If the image of an orthonormal basis is bounded, is the linear operator also bounded?

I am looking to either prove or disprove that if a linear operator is bounded on an orthonormal basis of a (separable) Hilbert space, the operator is itself bounded.

Expanding each $x$ according to the orthonormal basis $\left\{e_{j}\right\}$ and using $\left\|Te_j \right\| \leq K, \forall j \in \mathbb{N} $ what I have got so far is

\begin{align} \left\|Tx \right\|^2 = \left\| \sum_{i=1}^\infty \langle x,e_i \rangle Te_i \right\|^2 &= \sum_{i=1}^\infty \sum_{j=1}^\infty \langle x,e_j \rangle \langle x,e_j \rangle \langle Te_i, Te_j \rangle \\ &\leq K^2 \left( \sum_{i=1}^\infty \langle x, e_i \rangle \right)^2 \end{align}

but we would like to have is $\left\|T_x \right\|^2 \leq C \left\|x\right|^2$, where $\left\| x \right\|^2 = \sum_{i=1}^\infty | \langle x, e_i \rangle|^2 $ by Bessel's equality. I'm wondering then, is there another way to prove the statement or is it perhaps that the statement is untrue?

Thank you in advance.

No. Extend $\{e_i: i\in\mathbb N\}$ to a HAMEL basis $B$ such that $\|b\|\le 1$ for all $b\in B$ and define $f:B\to \mathbb R$ so that $f(e_i)=1$ but $f$ is unbounded and extend it to a linear map on the whole space. This extension isn't continuous.

We have a orthonormal sequence $(e_n)$ such that $$ x =\sum_{n=1}^\infty \langle x,e_n\rangle e_n \quad \forall x\in H $$ and the existence of $K>0$ such that $$ \|Te_n\|_H \le K \quad \forall n. $$ Moreover, $T:H\to H$ is linear, and it remains to prove continuity. As the counter-example in the other answer shows this is not possible. I will show that under an additional assumption we can get continuity.

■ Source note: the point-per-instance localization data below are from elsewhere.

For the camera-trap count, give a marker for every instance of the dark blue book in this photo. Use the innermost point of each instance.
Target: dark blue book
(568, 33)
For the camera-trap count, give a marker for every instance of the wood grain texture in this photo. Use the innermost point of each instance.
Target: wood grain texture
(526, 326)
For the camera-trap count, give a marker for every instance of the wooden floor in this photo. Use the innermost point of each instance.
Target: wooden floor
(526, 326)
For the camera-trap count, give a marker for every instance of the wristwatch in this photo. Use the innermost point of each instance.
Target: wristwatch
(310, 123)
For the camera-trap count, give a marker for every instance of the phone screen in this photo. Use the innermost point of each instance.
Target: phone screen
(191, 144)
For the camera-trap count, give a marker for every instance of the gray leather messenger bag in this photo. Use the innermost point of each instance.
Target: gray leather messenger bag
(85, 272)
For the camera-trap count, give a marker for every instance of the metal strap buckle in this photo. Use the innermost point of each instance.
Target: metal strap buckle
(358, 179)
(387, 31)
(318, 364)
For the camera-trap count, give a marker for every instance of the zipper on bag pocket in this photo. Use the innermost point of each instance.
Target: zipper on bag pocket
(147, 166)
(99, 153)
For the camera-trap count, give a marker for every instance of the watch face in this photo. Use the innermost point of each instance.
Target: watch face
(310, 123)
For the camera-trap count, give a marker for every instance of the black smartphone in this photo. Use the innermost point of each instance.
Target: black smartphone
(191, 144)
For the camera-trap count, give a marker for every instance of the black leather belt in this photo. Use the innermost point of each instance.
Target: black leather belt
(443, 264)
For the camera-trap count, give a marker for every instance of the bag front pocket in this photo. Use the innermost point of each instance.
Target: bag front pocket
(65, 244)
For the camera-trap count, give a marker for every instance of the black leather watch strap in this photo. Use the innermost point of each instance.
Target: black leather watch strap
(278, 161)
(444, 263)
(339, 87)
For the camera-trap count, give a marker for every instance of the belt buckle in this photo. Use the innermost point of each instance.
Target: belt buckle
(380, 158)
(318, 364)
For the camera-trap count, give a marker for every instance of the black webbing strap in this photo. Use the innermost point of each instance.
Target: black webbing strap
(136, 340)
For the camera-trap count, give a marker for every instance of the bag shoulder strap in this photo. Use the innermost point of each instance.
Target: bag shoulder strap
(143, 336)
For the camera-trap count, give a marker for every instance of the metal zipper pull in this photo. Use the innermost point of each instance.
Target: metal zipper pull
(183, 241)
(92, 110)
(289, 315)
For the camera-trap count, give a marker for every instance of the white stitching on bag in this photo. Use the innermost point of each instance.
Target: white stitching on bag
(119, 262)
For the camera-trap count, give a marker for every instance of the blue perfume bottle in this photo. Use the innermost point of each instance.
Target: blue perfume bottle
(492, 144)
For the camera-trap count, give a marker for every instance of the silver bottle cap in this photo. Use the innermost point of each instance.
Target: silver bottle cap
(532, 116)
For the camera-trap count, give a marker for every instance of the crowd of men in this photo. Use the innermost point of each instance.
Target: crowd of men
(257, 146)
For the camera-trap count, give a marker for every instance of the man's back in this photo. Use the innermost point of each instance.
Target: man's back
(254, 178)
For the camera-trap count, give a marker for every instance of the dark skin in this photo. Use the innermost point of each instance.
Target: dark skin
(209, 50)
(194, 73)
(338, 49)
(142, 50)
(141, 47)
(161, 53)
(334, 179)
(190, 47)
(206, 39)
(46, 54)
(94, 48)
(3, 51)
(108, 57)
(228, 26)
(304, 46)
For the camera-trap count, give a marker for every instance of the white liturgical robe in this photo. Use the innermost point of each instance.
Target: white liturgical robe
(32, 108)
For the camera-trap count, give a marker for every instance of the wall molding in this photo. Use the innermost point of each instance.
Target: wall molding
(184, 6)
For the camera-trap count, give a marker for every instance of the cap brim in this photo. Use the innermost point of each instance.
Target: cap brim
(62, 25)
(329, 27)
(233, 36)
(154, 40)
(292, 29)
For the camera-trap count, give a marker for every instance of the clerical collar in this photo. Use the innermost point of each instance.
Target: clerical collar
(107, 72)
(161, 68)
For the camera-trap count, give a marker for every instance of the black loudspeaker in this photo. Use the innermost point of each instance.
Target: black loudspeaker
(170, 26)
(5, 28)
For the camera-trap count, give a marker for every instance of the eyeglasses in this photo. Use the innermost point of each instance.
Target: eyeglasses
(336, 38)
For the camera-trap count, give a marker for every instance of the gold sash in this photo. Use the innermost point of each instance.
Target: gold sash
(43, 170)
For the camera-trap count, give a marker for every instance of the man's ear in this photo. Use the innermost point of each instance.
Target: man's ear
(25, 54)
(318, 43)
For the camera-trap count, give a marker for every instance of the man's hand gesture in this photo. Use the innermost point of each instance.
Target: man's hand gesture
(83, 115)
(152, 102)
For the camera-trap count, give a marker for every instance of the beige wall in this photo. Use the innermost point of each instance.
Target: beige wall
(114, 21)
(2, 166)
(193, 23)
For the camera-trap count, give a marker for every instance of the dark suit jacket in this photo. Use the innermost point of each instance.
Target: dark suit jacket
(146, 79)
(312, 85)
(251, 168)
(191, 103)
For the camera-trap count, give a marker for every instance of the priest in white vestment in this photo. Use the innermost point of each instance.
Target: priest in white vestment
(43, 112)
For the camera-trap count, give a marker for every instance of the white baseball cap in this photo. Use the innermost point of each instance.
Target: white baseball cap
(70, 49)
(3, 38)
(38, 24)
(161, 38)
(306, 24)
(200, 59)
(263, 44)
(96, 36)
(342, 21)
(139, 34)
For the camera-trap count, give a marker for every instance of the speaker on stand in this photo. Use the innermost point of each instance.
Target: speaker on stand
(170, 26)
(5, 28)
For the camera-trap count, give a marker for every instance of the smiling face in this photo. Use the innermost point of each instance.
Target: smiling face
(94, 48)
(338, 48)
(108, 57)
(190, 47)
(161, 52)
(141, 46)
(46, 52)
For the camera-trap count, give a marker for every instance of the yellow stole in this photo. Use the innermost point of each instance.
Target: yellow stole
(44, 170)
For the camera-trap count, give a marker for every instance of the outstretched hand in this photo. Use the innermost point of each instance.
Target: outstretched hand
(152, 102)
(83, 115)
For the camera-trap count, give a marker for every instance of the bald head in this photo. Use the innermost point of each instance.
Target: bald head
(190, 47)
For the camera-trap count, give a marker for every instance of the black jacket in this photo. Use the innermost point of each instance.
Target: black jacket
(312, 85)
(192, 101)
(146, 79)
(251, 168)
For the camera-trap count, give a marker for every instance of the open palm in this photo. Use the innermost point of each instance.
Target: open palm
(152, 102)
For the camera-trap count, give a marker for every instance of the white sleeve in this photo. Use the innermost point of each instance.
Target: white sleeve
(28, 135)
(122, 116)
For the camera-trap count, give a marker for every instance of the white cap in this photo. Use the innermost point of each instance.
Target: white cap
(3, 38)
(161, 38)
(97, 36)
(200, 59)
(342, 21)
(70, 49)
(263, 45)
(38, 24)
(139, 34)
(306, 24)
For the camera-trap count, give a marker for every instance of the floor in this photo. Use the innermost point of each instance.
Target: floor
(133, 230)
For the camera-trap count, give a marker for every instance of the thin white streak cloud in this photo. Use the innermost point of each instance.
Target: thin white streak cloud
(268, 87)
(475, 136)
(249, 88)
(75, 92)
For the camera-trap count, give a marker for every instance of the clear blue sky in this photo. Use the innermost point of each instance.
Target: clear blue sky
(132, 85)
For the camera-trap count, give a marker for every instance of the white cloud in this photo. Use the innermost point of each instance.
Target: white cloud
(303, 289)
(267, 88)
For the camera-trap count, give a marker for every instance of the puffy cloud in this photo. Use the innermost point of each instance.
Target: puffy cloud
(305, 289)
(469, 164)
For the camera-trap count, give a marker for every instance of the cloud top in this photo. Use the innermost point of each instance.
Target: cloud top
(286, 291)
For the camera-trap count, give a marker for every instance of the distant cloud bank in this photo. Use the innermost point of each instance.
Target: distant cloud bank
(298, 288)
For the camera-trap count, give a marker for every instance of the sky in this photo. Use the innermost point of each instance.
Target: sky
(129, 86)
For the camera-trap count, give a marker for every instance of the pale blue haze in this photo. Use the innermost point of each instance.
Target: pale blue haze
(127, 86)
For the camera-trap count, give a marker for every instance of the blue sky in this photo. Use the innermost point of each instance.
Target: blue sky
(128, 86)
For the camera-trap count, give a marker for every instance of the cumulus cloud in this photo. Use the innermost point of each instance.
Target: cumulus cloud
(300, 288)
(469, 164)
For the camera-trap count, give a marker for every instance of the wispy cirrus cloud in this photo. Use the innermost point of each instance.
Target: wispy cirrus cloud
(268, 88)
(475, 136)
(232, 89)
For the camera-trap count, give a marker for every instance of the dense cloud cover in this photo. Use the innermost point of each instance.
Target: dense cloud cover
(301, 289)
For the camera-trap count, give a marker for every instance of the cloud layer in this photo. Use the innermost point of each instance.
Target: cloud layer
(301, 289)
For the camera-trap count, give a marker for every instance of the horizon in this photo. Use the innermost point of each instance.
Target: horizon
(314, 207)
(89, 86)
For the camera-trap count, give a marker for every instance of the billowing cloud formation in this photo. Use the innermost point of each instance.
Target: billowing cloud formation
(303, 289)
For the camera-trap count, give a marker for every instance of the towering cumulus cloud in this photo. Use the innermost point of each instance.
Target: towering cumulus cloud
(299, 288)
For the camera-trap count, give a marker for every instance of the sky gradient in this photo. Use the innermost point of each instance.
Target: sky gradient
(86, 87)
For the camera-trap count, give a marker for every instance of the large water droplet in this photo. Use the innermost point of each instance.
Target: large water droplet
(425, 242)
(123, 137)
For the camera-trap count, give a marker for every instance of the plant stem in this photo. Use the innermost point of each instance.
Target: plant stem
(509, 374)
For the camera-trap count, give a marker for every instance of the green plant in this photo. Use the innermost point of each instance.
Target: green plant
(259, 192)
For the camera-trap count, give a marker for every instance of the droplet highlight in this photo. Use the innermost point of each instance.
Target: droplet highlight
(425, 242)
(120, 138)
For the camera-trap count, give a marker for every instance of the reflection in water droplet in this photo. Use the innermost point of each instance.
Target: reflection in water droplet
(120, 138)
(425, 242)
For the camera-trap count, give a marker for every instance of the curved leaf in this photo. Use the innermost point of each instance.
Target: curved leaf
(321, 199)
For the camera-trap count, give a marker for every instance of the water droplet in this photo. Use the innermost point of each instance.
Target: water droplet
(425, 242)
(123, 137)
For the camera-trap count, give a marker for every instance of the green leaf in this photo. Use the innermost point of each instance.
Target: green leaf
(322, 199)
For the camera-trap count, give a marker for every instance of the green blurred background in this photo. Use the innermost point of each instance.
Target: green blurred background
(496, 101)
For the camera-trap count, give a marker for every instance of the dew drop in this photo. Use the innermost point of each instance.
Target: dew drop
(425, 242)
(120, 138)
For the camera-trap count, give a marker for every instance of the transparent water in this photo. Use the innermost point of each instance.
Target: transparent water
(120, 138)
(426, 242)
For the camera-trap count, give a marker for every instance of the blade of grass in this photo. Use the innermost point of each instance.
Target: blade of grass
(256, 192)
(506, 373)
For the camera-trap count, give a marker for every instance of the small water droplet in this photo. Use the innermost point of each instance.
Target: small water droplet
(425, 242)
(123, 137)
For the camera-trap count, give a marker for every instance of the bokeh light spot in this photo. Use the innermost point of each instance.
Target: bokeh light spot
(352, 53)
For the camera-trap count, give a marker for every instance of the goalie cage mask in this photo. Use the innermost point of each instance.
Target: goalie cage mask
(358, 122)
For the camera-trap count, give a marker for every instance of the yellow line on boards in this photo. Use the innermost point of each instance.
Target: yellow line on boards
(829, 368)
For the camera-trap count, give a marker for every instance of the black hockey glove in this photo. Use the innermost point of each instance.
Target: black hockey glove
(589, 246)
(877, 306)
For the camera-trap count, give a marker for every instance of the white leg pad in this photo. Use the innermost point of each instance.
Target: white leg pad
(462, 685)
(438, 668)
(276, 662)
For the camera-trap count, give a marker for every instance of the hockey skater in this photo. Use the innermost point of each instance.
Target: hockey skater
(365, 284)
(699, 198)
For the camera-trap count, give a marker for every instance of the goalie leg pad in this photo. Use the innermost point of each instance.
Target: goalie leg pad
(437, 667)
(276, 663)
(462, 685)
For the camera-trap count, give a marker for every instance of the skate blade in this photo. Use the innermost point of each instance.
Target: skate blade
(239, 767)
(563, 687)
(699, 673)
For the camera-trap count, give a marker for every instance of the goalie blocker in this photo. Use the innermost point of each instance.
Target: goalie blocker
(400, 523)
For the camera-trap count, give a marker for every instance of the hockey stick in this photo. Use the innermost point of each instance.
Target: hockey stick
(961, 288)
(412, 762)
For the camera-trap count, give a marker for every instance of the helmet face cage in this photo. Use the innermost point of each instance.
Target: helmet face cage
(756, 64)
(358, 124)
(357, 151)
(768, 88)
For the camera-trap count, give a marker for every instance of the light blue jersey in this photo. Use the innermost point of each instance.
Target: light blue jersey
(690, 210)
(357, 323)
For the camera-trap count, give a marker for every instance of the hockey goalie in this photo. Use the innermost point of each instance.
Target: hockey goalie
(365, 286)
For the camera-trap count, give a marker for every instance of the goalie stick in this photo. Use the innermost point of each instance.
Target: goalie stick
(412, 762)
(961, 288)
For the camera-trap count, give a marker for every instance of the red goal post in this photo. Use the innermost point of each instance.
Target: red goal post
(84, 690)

Now let us take $x$ such that $$ x = \sum_{n=1}^N \langle x,e_n\rangle e_n $$ for some (finite) $N$. By linearity $$ Tx= \sum_{n=1}^N \langle x,e_n\rangle T e_n $$ and by orthonormality for $y\in H$ $$ |\langle Tx,y\rangle| \le \sum_{n=1}^N \langle x,e_n\rangle \langle Te_n,y\rangle\le \left(\sum_{n=1}^N |\langle x,e_n\rangle|^2\right)^{1/2} \left(\sum_{n=1}^N |\langle Te_n,y\rangle|^2\right)^{1/2}\\ \le \|x\| \left(\sum_{n=1}^N |\langle Te_n,y\rangle|^2\right)^{1/2}. $$ This shows by using this identity twice $$ \|Tx\|^2 \le \|x\| \left(\sum_{n=1}^N |\langle Te_n,Tx\rangle|^2 \right)^{1/2}\\ \le \|x\|^2 \left(\sum_{n,m=1}^N |\langle Te_n,Te_m\rangle|^2 \right)^{1/2}. $$ Now if in addition to the original assumptions we would have $$ \sum_{n,m=1}^\infty |\langle Te_n,Te_m\rangle|^2<\infty $$ then this proves that $T$ is bounded on the dense subspace $span(e_n,n\in \mathbb N)$. Hence it can be uniquely extended to a continuous operator on the whole space.

My assumption above yields to a so-called Hilbert-Schmidt operator. The assumption is much too strong, as the example $T=I$ shows.